Salzburg – Der mutmaßliche Mörder eines 46-jährigen Mannes im Salzburger Stadtteil Lehen am Abend des 4. Juni ist identifiziert. Das gab die Polizei am Montag bekannt. Gegen den Verdächtigen, der nach wie vor auf der Flucht ist, wurde ein internationaler Haftbefehl erlassen.

Nach umfangreichen Ermittlungen des Landeskriminalamtes Salzburg wurde ein 31-jähriger Albaner als dringend Tatverdächtiger der tödlichen Schussabgabe am 4. Juni in Salzburg-Lehen identifiziert. Der Mann befindet sich weiterhin auf der Flucht. Die Staatsanwaltschaft Salzburg erließ einen internationalen Haftbefehl gegen den Mann.
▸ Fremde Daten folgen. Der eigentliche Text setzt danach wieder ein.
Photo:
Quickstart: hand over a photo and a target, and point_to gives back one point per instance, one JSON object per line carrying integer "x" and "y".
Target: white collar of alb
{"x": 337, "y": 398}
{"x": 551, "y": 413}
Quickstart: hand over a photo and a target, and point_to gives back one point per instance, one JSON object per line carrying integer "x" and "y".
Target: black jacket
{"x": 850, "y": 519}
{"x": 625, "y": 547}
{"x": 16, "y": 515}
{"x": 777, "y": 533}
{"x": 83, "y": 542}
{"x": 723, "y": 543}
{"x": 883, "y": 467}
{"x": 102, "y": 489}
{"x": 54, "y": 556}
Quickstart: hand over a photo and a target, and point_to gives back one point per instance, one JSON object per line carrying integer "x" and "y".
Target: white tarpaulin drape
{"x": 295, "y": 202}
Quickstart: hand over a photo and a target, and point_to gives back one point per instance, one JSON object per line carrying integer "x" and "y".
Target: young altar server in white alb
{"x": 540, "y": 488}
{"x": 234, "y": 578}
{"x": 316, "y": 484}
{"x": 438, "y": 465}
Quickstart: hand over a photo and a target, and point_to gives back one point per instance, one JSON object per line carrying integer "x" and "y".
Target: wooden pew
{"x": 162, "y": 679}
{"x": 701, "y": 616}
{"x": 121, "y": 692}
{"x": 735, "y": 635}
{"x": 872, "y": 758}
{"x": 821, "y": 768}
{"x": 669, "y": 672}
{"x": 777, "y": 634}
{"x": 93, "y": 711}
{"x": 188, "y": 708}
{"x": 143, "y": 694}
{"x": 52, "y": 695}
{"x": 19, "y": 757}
Wenige Tage nach der Tat hatte ein Passant in Salzburg-Lehen eine Faustfeuerwaffe gefunden und diese der Polizei übergeben. Die Pistole der Marke Glock weist ein Kaliber von neun Millimetern auf. Bei der anschließenden kriminaltechnischen Untersuchung wurden Täterspuren an der Waffe gesichert. Ein waffentechnischer Abgleich und die abschließende Auswertung beim Bundeskriminalamt hat schließlich ergeben, dass es sich bei dieser Faustfeuerwaffe um die Tatwaffe vom 4. Juni handelt.